Yes, in Psalm 19, this statement is refering to the general revelation of creation. But  here Paul takes it and applies it to special revelation. We know this because the subject, in context, is the proclaimed gospel: “…faith comes from what is heard, and what is heard comes through the preached word of Christ. But I ask, have they not heard? Yes, they have: Their voice has gone out to all the earth, and their words to the ends of the world.”

The point Paul is making is that the Jews had heard the preached message of Christ and rejected it. (The point of the passage, you see, is Israel’s rejection of Christ.) At the time Paul wrote, the gospel had already been proclaimed widely enough (“the voice has gone out to all the earth”) that Israel, as a whole, had heard it, and they could not claim ignorance. Their unbelief, then, was a knowing rejection of the gospel, a rejection for which they were fully responsible.

In other words, in the very passage which exlcusivists use to justify their position, Paul talks about faith as coming about from *general revelation* of Christ.

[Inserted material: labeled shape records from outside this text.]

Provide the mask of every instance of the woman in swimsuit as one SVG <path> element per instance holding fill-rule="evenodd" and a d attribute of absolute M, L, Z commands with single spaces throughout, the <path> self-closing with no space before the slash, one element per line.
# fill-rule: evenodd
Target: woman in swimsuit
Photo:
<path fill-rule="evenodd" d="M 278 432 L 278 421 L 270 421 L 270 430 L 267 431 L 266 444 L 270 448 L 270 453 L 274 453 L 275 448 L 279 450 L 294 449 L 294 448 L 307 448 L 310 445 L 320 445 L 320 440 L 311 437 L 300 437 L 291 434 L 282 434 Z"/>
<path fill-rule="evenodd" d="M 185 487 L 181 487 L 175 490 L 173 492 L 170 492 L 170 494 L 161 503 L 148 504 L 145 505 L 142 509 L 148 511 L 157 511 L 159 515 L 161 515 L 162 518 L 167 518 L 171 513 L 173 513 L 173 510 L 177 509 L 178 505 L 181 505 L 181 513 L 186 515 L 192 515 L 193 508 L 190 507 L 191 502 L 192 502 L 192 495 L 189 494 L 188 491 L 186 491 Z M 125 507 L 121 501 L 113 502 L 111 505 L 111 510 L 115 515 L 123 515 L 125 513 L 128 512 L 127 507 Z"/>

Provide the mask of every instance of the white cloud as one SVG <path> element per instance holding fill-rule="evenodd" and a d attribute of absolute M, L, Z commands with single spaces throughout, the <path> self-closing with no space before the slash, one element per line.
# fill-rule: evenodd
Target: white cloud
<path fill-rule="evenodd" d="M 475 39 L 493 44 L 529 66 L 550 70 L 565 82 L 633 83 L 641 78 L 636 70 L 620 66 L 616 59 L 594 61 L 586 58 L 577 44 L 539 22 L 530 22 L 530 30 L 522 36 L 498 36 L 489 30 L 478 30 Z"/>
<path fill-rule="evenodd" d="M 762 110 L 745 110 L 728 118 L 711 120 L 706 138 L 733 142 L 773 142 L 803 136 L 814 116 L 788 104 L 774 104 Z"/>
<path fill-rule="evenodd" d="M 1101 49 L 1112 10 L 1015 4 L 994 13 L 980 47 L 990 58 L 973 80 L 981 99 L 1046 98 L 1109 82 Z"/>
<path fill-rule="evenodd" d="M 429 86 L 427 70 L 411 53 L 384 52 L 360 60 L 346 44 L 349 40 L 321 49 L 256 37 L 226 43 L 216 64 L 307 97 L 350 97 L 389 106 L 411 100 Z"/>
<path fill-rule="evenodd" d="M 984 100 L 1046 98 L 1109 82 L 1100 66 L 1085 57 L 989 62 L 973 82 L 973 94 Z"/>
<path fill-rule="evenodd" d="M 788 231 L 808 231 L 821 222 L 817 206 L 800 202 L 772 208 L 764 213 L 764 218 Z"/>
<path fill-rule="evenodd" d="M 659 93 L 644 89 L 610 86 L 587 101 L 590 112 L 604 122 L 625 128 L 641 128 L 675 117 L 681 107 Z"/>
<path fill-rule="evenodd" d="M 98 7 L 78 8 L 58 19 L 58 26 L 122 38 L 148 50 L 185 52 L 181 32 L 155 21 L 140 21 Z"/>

First, can you explain how knowledge of Christ come from general revelation? Creation tells us some things about God—specifically, some of God’s attributes—but how does it tell us about the incarnation, death and resurrection of the son of God? When Paul talks about explicitly about general revelation in Romans 1, and he explains what people can know from it, he mentions God’s eternal power and divine attributes, but says nothing about knowledge of Christ. General revelation condemns—people know enough about God to know that the gods they are worshiping are not the God who created and deserves their worship—but it doesn’t save.

What’s more, if Paul is writing here of general revelation, how does that work with the argument Paul is making in this passage, that the Jews specifically are responsible for rejecting the gospel, so the gospel is now going out to the Gentiles? If what is being refered to is general revelation, shouldn’t the Gentiles understand and know as well as the Jews do? What’s left to go out to them?